Ferrite phase shifters gained popularity in recent years, as initial problems of weight, size and operational speed were overcome. But unit cost and complexity have hindered them from becoming a preferred building block.
More recently, use of ferroelectric materials has been of interest. This is because certain dielectric properties of such materials change under the influence of an electric field. In particular, an electrooptic effect can be produced by the application of a bias electric field to ferroelectric materials. By electrooptically varying the refractive indices of such material, a phase shift will occur in electromagnetic radiation passing therethrough. The overall procedure is known as electrooptic phase-shifting.
Regions of ferroelectric materials have a non-zero electric dipole moment in the absence of an applied electric field. For this reason, ferroelectric materials are regarded as spontaneously polarized. A suitably oriented polarized ferroelectric medium changes the propagation conditions of passing electromagnetic radiation. A bias electric field of sufficient magnitude in the appropriate direction may change the refractive index of the medium, thereby further altering the propagation conditions.
Upon incidence with a uniaxial ferroelectric medium having a suitably aligned optic axis, radiation divides into two components (i.e., double refraction). A first component n.sub.o exhibits polarization of the electric field perpendicular to the optic axis, and refracts in the medium according to Snell's Law (the ordinary ray). A second component n.sub.e exhibits polarization orthogonal to that of the first, with some constituent of the electric field parallel to the optic axis (the extraordinary ray). The extraordinary ray is refracted in a different manner, and may not behave according to Snell's Law.
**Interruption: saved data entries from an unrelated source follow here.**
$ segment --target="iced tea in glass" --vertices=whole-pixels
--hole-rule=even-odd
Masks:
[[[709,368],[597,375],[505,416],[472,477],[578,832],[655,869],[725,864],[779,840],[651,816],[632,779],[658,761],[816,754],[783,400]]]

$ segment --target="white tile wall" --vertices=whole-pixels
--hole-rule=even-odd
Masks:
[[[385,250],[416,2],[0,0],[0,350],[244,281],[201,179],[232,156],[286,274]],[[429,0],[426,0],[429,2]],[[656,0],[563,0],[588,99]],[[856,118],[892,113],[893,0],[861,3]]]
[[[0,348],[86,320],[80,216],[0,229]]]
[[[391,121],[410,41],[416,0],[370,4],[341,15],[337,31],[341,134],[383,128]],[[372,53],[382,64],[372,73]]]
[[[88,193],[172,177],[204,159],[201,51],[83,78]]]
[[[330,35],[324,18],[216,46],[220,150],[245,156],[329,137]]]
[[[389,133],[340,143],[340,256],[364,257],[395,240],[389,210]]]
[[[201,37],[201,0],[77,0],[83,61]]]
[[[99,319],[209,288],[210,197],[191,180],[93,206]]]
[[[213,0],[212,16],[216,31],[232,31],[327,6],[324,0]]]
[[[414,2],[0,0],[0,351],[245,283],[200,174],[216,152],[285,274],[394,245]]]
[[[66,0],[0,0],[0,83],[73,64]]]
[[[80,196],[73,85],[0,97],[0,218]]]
The refractive indices of the ferroelectric
material for the two wave components, n.sub.o and n.sub.e respectively, determine the different velocities of propagation of the components' phase fronts. The applied bias electric field typically changes the refractive indices, which causes phase shifts in the propagating radiation.
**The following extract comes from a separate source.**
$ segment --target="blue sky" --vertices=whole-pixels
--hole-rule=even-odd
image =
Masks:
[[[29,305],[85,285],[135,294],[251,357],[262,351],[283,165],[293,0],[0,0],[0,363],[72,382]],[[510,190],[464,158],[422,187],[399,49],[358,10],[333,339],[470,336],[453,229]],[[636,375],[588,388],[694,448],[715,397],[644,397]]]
Examples of radar scanning devices which purported to take advantage of the foregoing principles of ferroelectric materials are disclosed and claimed in U.S. Pat. Nos. 4,636,799 and 4,706,094, both to Kubick, both assigned to the assignee of the present invention, and both of which are hereby incorporated by reference. Each patent describes and illustrates a monolithic piece of ferroelectric material disposed in front of a source of electromagnetic radio frequency ("RF") radiation. The material has a row of electrically conductive wires disposed on each side of the material and spanning the material from top to bottom. A DC voltage applied to the wires in a pattern produces a voltage gradient across the antenna aperture from one end to the other. Such a voltage gradient purportedly causes a gradient in the refractive index of the material, with a resulting shift in the radiation direction, thereby effectuating ferroelectric scanning.
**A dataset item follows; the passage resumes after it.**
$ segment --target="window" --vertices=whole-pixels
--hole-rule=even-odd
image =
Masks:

Further, the ferroelectric material in Kubick U.S. Pat. No. 4,706,094 (the "electrooptic scanner patent") has an initial domain orientation parallel to the direction of propagation ("c-poled"), such c-poling being perpendicular to the surface of the ferroelectric material. With such c-poling, the radiation is affected only by the ordinary index of refraction, n.sub.o. However, it has been found experimentally that the electrooptic effect manifests itself more commonly in the extraordinary wave refractive index, n.sub.e. Thus, to achieve wave phase shifting, the polarization must be parallel to the optic axis, and, thus, to the bias electric field.